In this article, I’m going to talk about how you can attach this VHD file to your computer and access the data. I’m also going to talk about how you can create your own VHD file and backup whatever data you like. Lastly, you can read my previous post on how to convert your current PC into a VHD file.
Mount VHD File
To mount a VHD in Windows, you have to open Computer Management by clicking on Start and typing in Computer Management in the search box. You can also go to Control Panel, then System and Security, then click on Administrative Tools and then click on Computer Management. If you’re in icon view, just click on Administrative Tools.
Now click on Disk Management in the left hand menu and wait for the list of drives and partitions to show up. Next, right-click on Disk Management and choose Attach VHD.
In the dialog box, go ahead and click Browse, navigate to the location of the VHD file that you want to mount and then click OK. Note that unless you check the Read-only box, you can add, modify or delete files/folders from the virtual hard drive. This is really useful because you can attach your VHD file, add some more data that you want backed up and then simply detach it.
Once it has finished mounting, you will see it display as another Basic disk that is colored a light blue. Windows should automatically give it a drive letter, but if not, you can right-click on the part at the bottom where it says Healthy (Primary Partition) and choose Change Drive Letter and Paths.
Once your VHD is attached, go to Explorer and you’ll be able to browse the disk, copy data back and forth, etc.
To detach the VHD, right-click on the grey area that has the disk name (Disk 2 in my case), volume type (Basic), size, etc. You’ll see the option Detach VHD at the bottom.
Create VHD File
As I already mentioned, you can convert your current Windows machine into a VHD file using a free tool from Microsoft or you can create an empty one from within Windows. Again, go to Computer Management, click on Disk Management and then right-click on Disk Management.
Instead of choosing Attach VHD, click on Create VHD. This will bring up a window where you can specify the size of the VHD file, the format and the location.
I recommend choosing the VHDX file format since it is less prone to corruption and can support larger disk sizes. If you choose VHD file format, it will recommend Fixed size. If you go with VHDX, it will recommend Dynamically expanding. I would leave those settings with the recommended options. Make sure to type in a value for the size of your virtual disk. You can change it to GB or TB if you like using the drop down.
Now in Disk Management, you will see another disk (Disk 2 in my case) that says Not Initialized and Unallocated. In the grey section for the new virtual disk, right-click and choose Initialize Disk.

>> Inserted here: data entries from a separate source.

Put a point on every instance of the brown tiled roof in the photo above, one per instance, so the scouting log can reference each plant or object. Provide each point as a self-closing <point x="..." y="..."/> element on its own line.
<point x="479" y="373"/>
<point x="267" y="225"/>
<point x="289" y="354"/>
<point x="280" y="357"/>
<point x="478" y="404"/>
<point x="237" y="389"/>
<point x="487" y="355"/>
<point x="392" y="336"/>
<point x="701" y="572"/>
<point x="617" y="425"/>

Next, you’ll have to pick whether you want to use MBR or GPT. For a full explanation of each partition format, check out this post by HTG. For compatibility with versions of Windows older than Vista, choose MBR. For newer features and bigger hard disks, use GPT.
Now right-click in the white area that says Unallocated and choose New Simple Volume. This will bring up the new volume wizard. First, you have to choose the size of the new volume. It doesn’t have to be the full size of the unallocated space. You can create multiple partitions if your VHD is larger.
Click Next and choose a drive letter to assign to the partition.
Lastly, choose how you want to format the drive. By default, it is set to NTFS, but you can also choose FAT32 if you like. I recommend sticking with NTFS if you are using the virtual hard drive to backup files from your computer.
Click Next and Finish and you’re done. Now the drive should show up as healthy in Disk Management.
Now you can simply copy data to the drive normally and then detach the VHD when you are done. It’s not the only way or necessarily the best way to backup your computer, but it works well and it doesn’t require any third-party tools. If you have any questions, feel free to comment. Enjoy!